Because the normal line depends on the geometric notion of angle (to tell you what's perpendicular to what), this can't be done as slickly using only differentials. Now we really do want to think of the gradient vector. All the same, since this can be read off of the differential so easily, you can still start with du = y dx + x dy. First, replace only x with 2 and y with 3 to get 3 dx + 2 dy, then read off the gradient vector 〈3, 2〉. Since we started at the point (2, 3), the parametric equation is P = (2, 3) + t〈3, 2〉, or (x, y) = (3t + 2, 2t + 3) in more detail.

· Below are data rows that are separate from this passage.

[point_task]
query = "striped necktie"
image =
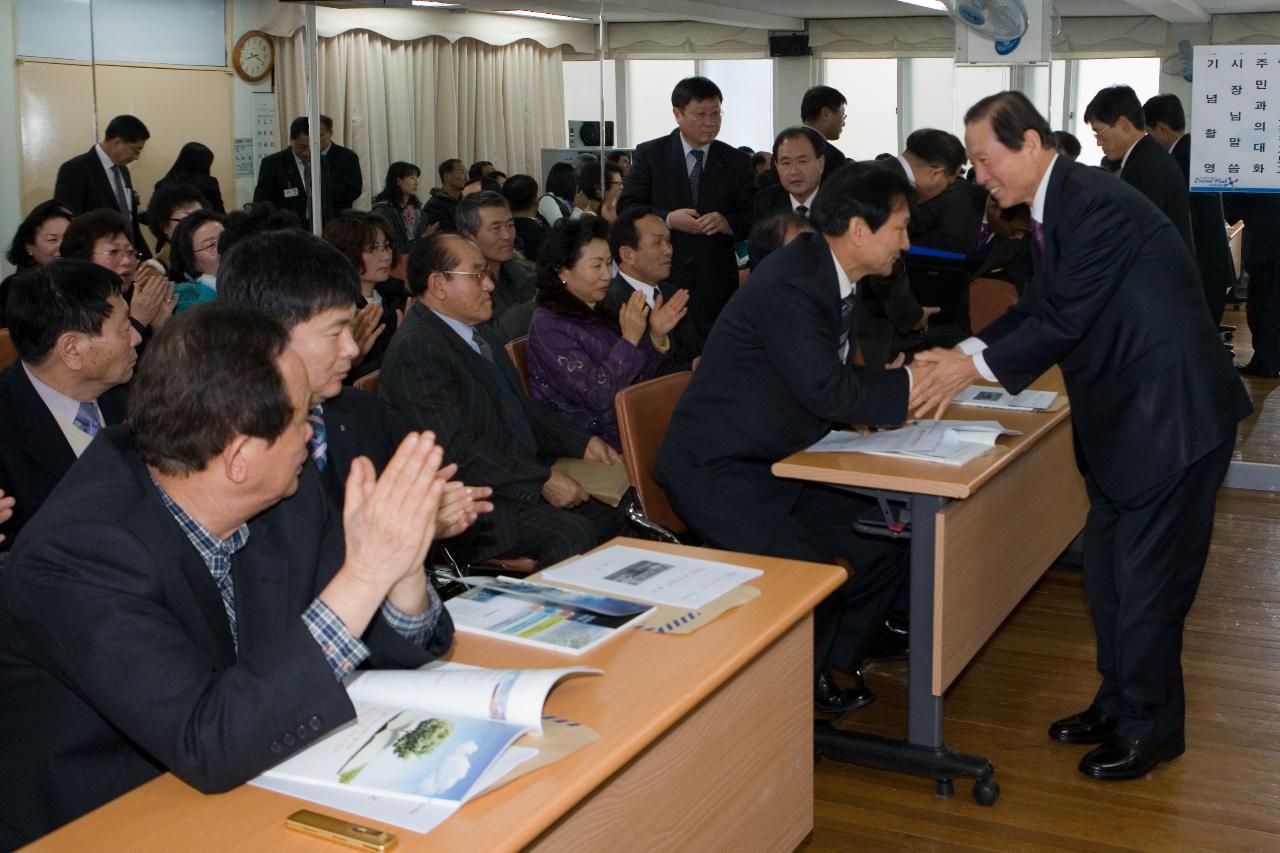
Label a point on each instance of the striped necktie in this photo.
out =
(319, 443)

None of this (beyond the level curve (or surface) itself) works right if the gradient ∇f(P0) is zero or undefined. If the gradient is undefined, then of course we can't say anything using it; but if the gradient is zero, then these equations say that every point belongs to the tangent line (or plane) and only the point P0 belongs to the normal line. Of course, that would mean that they're not lines (or a plane and a line) at all! When the gradient is zero, the truth may be that there is no tangent or that there is a tangent but it really does consist of everything, or there may be an honest tangent line (or plane) after all; but in any case, these formulas won't help you know that!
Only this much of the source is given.